Kong AI Gateway

Explanation
2-min read
Published Jan 19, 2025

The Kong AI Gateway is a set of features built on top of Kong Gateway, designed to help developers and organizations adopt AI capabilities quickly and securely. It provides a normalized API layer that allows clients to consume multiple AI services from the same client code base.

Explore the sample dashboard on the Dynatrace Playground.

Enable monitoring

Ensure that the Kong Prometheus plugin is enabled and exposes AI LLM metrics.

Follow the Set up Dynatrace on Kubernetes guide to monitor your cluster.

Afterwards, add the following annotations to your Kong Deployments:

metrics.dynatrace.com/scrape: "true"
metrics.dynatrace.com/port: "8100"

Spans

The following attributes are available for GenAI Spans.
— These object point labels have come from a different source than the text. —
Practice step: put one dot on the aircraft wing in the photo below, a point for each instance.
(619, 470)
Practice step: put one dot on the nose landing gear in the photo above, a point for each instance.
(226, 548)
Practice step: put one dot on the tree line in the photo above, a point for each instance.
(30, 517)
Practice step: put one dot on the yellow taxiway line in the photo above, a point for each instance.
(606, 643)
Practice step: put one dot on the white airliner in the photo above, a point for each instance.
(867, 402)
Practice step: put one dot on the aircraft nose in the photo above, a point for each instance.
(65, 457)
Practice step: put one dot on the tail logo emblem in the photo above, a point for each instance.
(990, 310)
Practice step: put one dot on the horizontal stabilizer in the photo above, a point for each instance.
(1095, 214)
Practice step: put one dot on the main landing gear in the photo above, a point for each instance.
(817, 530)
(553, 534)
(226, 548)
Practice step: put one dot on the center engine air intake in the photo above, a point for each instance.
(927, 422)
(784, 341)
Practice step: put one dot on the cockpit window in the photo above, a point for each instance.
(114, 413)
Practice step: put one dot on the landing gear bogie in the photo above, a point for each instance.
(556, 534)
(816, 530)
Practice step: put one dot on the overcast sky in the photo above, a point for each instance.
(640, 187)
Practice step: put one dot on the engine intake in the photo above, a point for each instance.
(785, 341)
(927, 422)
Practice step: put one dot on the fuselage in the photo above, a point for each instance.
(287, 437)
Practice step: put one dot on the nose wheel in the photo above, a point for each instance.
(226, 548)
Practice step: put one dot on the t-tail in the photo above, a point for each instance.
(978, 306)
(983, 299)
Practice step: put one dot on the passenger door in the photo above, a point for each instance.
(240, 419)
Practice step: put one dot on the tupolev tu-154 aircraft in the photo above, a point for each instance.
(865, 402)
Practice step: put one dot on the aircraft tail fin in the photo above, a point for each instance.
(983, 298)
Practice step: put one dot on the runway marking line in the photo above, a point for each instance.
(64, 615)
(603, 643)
Attribute	Type	Description
`gen_ai.completion.0.content`	string	The full response received from the GenAI model.
`gen_ai.completion.0.content_filter_results`	string	The filter results of the response received from the GenAI model.
`gen_ai.completion.0.finish_reason`	string	The reason the GenAI model stopped producing tokens.
`gen_ai.completion.0.role`	string	The role used by the GenAI model.
`gen_ai.openai.api_base`	string	GenAI server address.
`gen_ai.openai.api_version`	string	GenAI API version.
`gen_ai.openai.system_fingerprint`	string	The fingerprint of the response generated by the GenAI model.
`gen_ai.prompt.0.content`	string	The full prompt sent to the GenAI model.
`gen_ai.prompt.0.role`	string	The role setting for the GenAI request.
`gen_ai.prompt.prompt_filter_results`	string	The filter results of the prompt sent to the GenAI model.
`gen_ai.request.max_tokens`	integer	The maximum number of tokens the model generates for a request.
`gen_ai.request.model`	string	The name of the GenAI model a request is being made to.
`gen_ai.request.temperature`	double	The temperature setting for the GenAI request.
`gen_ai.request.top_p`	double	The top_p sampling setting for the GenAI request.
`gen_ai.response.model`	string	The name of the model that generated the response.
`gen_ai.system`	string	The GenAI product as identified by the client or server instrumentation.
`gen_ai.usage.completion_tokens`	integer	The number of tokens used in the GenAI response (completion).
`gen_ai.usage.prompt_tokens`	integer	The number of tokens used in the GenAI input (prompt).
`llm.request.type`	string	The type of the operation being performed.

Metrics

After following the steps above, the following metrics will be available:

Metric	Type	Unit	Description
`ai_llm_requests_total`	counter	integer	AI requests total per ai_provider in Kong
`ai_llm_cost_total`	counter	integer	AI requests cost per ai_provider/cache in Kong
`ai_llm_provider_latency_ms_bucket`	histogram	ms	AI latencies per ai_provider in Kong
`ai_llm_tokens_total`	counter	integer	AI tokens total per ai_provider/cache in Kong
`ai_cache_fetch_latency`	histogram	ms	AI cache latencies per ai_provider/database in Kong
`ai_cache_embeddings_latency`	histogram	ms	AI cache embedding latencies per ai_provider/database in Kong
`ai_llm_provider_latency`	histogram	ms	AI provider latencies per ai_provider/database in Kong

Additionally, the following metrics are reported.

Metric	Type	Unit	Description
`gen_ai.client.generation.choices`	counter	`none`	The number of choices returned by chat completions call.
`gen_ai.client.operation.duration`	histogram	`s`	The GenAI operation duration.
`gen_ai.client.token.usage`	histogram	`none`	The number of input and output tokens used.
`llm.openai.embeddings.vector_size`	counter	`none`	The size of returned vector.